La porta sbatté. Robbie era uscita dalla casa, vestita di tutto punto.
“Ciao, Dan.”
“Ciao Robbie. Tutto bene?”
“No, non proprio bene… ho dormito male. Andiamo alla villa?”
Dan non credette di aver udito quelle parole da sua sorella.
“A cosa si deve questo cambio di opinione?”
“Non lo so.” disse lei, anche se lo sapeva benissimo che cos’era. L’incubo. “voglio andarci. Voglio scoprire cosa è successo là, nel passato, specie in quel bosco.”
Quelle parole furono pronunciate con così tanta fermezza, che ormai, anche se non avesse voluto, Dan non avrebbe potuto che acconsentire.
 
E infatti partirono, fecero quella poca strada, armati solo di un telefonino e di un martello che Robbie aveva insistito nel portarsi, e che teneva nella sua borsetta di Hello Spank.
L’umido gelava le ossa: il Sole era stato inghiottito da alcune fredde e grigie nubi.
Dopo appena cinque minuti, i fratelli giunsero davanti alla villa. L’entrata era costituita da una piccola stradina in ghiaia, che cominciava poco prima del cancello, proseguendo in salita.
Cominciarono a calpestare il pietrisco, ed il suono ripetitivo era assordante, e continuava. Finché Robbie non si fermò di scatto, poco prima dell’ingresso dal pesante cancello di ferro arrugginito, facilmente spostabile.
“Cosa fai, Robbie? Non vorrai tirarti indietro!” sbottò Dan.
Lo sguardo vacuo di Robbie, non curava le parole di suo fratello, che si facevano secondarie nella mente. Per un attimo vide la stessa bambina dell’incubo, voltarsi con un orsacchiotto in mano, ma poi tutto scomparve.
“Robbie!!” disse suo fratello.
La ragazza sospirò, e disse: “Entriamo!”
Detto ciò Dan spostò con fatica il cancello, che era in realtà appena accostato, ed i due entrarono, percorrendo la stradina, che si interruppe di colpo.

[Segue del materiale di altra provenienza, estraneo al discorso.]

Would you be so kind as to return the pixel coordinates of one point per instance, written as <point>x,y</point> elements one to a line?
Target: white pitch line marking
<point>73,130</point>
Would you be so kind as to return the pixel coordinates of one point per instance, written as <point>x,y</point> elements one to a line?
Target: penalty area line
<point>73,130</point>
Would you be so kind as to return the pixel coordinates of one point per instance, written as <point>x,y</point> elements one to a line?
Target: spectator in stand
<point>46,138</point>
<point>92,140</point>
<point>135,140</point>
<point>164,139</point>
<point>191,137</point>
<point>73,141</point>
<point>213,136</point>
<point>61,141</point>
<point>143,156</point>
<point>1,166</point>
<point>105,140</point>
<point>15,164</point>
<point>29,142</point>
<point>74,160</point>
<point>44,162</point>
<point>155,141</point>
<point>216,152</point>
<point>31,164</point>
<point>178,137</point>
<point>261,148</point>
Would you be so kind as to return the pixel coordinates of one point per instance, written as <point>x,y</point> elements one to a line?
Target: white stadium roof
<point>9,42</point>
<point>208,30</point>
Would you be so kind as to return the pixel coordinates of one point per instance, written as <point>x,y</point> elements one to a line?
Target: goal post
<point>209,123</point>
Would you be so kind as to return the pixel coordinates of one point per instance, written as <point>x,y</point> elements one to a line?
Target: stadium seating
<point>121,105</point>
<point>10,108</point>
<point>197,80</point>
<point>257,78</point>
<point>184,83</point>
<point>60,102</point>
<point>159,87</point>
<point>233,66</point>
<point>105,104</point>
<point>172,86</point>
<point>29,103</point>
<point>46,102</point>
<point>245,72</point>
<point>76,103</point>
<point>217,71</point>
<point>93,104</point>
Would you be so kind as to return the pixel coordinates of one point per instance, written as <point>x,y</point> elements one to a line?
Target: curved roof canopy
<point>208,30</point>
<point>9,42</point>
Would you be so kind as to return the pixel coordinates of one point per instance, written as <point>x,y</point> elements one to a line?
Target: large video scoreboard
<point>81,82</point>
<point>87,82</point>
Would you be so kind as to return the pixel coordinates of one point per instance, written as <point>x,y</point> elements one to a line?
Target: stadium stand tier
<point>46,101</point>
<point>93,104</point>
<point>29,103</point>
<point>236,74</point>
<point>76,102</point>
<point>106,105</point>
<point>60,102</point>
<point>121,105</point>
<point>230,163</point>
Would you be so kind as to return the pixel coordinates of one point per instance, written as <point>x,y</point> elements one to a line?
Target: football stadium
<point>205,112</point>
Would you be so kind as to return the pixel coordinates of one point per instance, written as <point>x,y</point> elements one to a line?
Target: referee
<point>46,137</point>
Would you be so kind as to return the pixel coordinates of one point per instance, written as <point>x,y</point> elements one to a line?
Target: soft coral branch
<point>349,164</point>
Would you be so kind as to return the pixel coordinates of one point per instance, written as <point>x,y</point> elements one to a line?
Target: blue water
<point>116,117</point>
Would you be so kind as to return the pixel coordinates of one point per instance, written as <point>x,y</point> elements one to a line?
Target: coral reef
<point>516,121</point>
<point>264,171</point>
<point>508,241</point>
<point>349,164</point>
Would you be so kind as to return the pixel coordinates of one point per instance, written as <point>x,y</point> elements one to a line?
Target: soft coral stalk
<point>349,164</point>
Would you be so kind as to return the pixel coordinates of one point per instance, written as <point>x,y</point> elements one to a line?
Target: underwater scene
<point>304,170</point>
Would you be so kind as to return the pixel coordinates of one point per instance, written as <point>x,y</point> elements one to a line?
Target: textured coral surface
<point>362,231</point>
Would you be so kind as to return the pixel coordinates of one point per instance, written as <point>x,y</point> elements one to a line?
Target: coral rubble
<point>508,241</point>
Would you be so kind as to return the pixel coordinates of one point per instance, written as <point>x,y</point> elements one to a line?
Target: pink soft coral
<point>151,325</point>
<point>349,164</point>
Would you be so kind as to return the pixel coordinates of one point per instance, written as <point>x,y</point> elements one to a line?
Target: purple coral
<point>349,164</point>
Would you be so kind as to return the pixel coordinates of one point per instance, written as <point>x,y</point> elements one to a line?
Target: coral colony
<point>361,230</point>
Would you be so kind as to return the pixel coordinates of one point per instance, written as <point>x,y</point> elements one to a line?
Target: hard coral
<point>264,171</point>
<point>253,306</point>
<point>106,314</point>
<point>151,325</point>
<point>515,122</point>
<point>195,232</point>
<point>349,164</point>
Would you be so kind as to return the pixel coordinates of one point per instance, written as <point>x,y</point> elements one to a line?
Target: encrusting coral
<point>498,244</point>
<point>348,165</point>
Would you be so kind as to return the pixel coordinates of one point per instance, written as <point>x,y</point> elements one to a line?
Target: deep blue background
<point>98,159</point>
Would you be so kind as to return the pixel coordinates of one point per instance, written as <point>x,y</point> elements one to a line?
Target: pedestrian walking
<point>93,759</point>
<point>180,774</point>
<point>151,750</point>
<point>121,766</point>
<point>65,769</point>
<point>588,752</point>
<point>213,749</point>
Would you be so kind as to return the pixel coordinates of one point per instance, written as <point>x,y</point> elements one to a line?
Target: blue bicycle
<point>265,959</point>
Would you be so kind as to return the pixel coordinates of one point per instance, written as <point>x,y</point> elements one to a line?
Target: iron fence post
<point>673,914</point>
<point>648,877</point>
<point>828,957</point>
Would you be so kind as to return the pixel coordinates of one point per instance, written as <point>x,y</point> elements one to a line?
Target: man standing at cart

D’un tratto Robbie si ritrovò davanti a quello che da diversi mesi a questa parte popolava i suoi incubi. Quel piccolo cottage, con davanti un’altalena, e di fianco un bosco che scendeva a valle.
Robbie si avvicinò con cautela all’altalena, come se una bambina dal sangue straordinariamente dolce, si stesse avvicinando ad una tigre enorme, affamata ed assetata di sangue.
Avvicinandosi, tocco la superficie del sedile dell’altalena, udì un urlo, e poi vide solo ghiaccio e grigio. Le sembrò di tornare indietro in un infinito tunnel ghiacciato, e l’impressione fu quella.
Vide una bambina (o meglio QUELLA bambina) dondolarsi sull’altalena, cantando una triste canzoncina. Sulla base dell’altalena, vide inciso un nome: Helen.
Poi tutto si allontanò, e percorse il tunnel di ghiaccio grigio all’indietro, e si ritrovò dov’era.